To be able to run a validator, you need 32 ether. This is, at the time of writing this, already a decent amount of money. Some may ask me why would running a validator be better than, simply lending it through a lending marketplace like Aave or Compound. The reason is pretty simple. Aave and Compound are simply start-ups trying to leverage the financial capabilities of Ethereum. That's all, nothing more. But by lending money on Aave or Compound, you are taking quite a lot of risks. First, you are taking a risk regarding Ethereum. No one knows what can happen in the future with it. Second, you are taking a big risk regarding the platform itself, Aave or Compound in this case. Third, you are taking a big risk regarding the cryptocurrency you are using to lend money. And finally, this is not a risk, but you are paying a fee to the tokenholders of LEND or COMP. To summarize, there are 3 pretty major risks, and one very annoying problem.
So there are quite a few reasons why you would not want to use a lending marketplace as your primary investment vehicule in the cryptocurrency world for something you want to hold for the next 10 years.
Running a validator has a few advantages. First, you are actively supporting the network you are bullish on. Second, you generate revenues on a daily basis. I'm pretty sure some people will even be able to live without working thanks to their validators. Third, once its setup, there is not a lot to do. In the beginning, you may struggle a bit with setting up the servers, but once it's running, it's running. And finally, there is no fee, you are actually the one charging the fee. However, there is a certain fee (which can be substantial), in the sense that you will likely need to pay for servers to be able to run the validator, unless you have a supercomputer at home of course.
Let's cover the economic aspects of running a validator.
With 100m ether staked, validators will be earning around 1.88% on a yearly basis. If less is staked, they will earn more. I'm guessing on a 10-year period, on average, validators will be making around 2.25% yearly returns on their staked ETH.
2.25% yearly, that's 24.92% or nearly 25% of returns on a 10-year period. 25% may seem like something pretty little to you, I can guarantee you it's gigantic. Where I live, banks will give you a 0.11% interest on a yearly basis. On a 10-year period, that's only 1.1% of returns.

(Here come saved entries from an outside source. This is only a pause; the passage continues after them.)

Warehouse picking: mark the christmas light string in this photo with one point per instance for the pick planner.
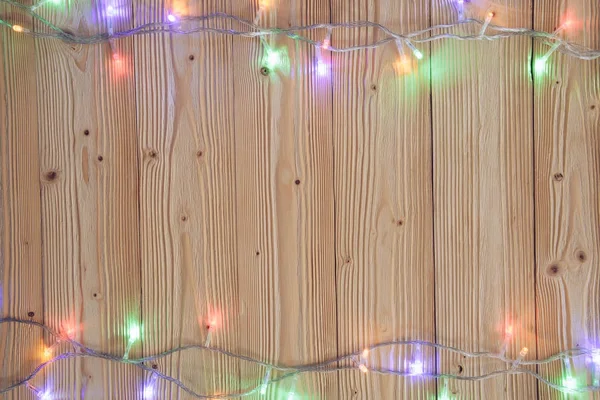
(415, 367)
(175, 24)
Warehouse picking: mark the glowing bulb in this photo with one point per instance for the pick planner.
(272, 58)
(134, 333)
(148, 392)
(596, 357)
(404, 66)
(540, 65)
(570, 383)
(45, 395)
(47, 353)
(416, 367)
(416, 52)
(523, 352)
(486, 23)
(321, 68)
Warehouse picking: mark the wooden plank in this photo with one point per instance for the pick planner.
(567, 176)
(483, 196)
(284, 180)
(187, 194)
(383, 192)
(89, 174)
(20, 237)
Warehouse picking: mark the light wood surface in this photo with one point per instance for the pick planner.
(483, 196)
(306, 215)
(567, 203)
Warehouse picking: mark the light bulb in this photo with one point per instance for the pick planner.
(523, 352)
(321, 68)
(416, 367)
(596, 357)
(273, 59)
(134, 333)
(570, 383)
(540, 65)
(148, 392)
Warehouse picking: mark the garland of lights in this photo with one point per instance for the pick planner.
(353, 361)
(274, 57)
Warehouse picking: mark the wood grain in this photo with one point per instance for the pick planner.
(89, 223)
(307, 215)
(284, 175)
(567, 176)
(483, 196)
(383, 192)
(187, 197)
(21, 288)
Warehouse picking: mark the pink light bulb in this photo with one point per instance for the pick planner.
(321, 68)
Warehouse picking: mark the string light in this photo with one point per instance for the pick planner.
(461, 9)
(540, 63)
(416, 367)
(134, 335)
(40, 394)
(323, 367)
(212, 324)
(199, 24)
(508, 334)
(41, 3)
(150, 387)
(327, 40)
(321, 68)
(265, 385)
(110, 11)
(570, 384)
(273, 58)
(522, 355)
(486, 23)
(362, 361)
(19, 29)
(416, 52)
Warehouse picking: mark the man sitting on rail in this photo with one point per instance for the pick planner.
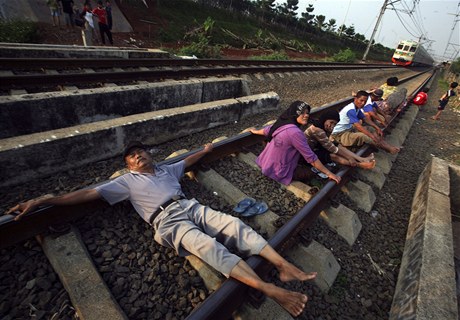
(371, 109)
(186, 225)
(350, 133)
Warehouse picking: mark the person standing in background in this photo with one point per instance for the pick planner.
(101, 14)
(54, 9)
(67, 8)
(445, 99)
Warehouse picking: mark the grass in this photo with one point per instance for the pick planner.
(17, 31)
(177, 18)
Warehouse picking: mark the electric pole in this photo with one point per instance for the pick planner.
(375, 30)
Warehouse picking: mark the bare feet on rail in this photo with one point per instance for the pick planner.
(289, 272)
(367, 165)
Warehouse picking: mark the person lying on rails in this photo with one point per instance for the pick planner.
(286, 143)
(318, 138)
(372, 111)
(186, 225)
(349, 132)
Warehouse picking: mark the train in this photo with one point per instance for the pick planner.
(411, 53)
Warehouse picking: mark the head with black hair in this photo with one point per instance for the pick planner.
(360, 98)
(327, 120)
(297, 113)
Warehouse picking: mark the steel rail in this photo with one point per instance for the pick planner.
(232, 294)
(34, 80)
(63, 63)
(38, 221)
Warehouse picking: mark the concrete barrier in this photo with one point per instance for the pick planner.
(96, 52)
(31, 113)
(39, 154)
(426, 283)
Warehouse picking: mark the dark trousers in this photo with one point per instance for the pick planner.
(104, 29)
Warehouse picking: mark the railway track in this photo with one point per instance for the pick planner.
(225, 300)
(35, 75)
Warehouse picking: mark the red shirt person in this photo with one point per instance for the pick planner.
(421, 98)
(101, 14)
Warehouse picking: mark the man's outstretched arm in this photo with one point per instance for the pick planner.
(76, 197)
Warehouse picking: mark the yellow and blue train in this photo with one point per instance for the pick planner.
(411, 53)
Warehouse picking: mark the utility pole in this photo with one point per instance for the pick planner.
(375, 30)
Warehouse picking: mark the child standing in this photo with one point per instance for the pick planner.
(445, 99)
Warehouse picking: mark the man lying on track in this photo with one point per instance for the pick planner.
(186, 225)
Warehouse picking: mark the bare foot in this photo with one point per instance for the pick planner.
(367, 165)
(289, 272)
(292, 302)
(369, 158)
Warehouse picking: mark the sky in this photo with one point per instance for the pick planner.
(435, 19)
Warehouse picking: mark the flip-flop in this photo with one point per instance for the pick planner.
(244, 204)
(255, 209)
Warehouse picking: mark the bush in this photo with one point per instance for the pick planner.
(200, 50)
(276, 56)
(17, 31)
(346, 55)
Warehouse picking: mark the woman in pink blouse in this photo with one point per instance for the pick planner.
(286, 143)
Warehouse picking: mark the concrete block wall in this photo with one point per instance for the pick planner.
(45, 153)
(31, 113)
(426, 283)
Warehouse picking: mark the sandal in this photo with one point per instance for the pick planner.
(256, 209)
(244, 204)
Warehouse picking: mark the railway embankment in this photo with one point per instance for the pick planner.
(108, 230)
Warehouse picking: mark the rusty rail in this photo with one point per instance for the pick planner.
(34, 80)
(232, 294)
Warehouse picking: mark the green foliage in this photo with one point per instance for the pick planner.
(200, 50)
(201, 38)
(276, 56)
(346, 55)
(18, 31)
(261, 24)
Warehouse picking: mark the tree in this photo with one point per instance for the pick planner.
(267, 8)
(306, 16)
(350, 31)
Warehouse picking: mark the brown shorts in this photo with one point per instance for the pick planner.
(350, 138)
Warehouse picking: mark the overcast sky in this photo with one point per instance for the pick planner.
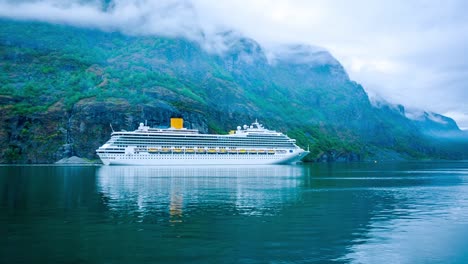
(406, 52)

But let's not forget that on top of that, I'm insanely bullish on ETH. Let's speculate a bit here, by saying that ETH will 50x in the 10 following years. Running an ETH validator currently costs around 12800$, so assuming ETH indeed 50x's in 10 years, that means you will have around 640000$ by then. But wait! You still have 25% on top of that which you gained through the interest. This makes it 800000$. You literally 62.5x'ed in 10 years time, while the market in general "only" 50x'ed.
Now as I'm pretty young as I said earlier in this blog post, I don't have 12800$ laying under my bed. However, I have little bag of ETH I will be staking, along with people I know. And together, we will have enough to cover all the 32 ETH necessary to create the validator.
So no excuses guys. Even if you don't have as much as 32 ETH to stake, you can always form groups with other people. Because together, you are stronger.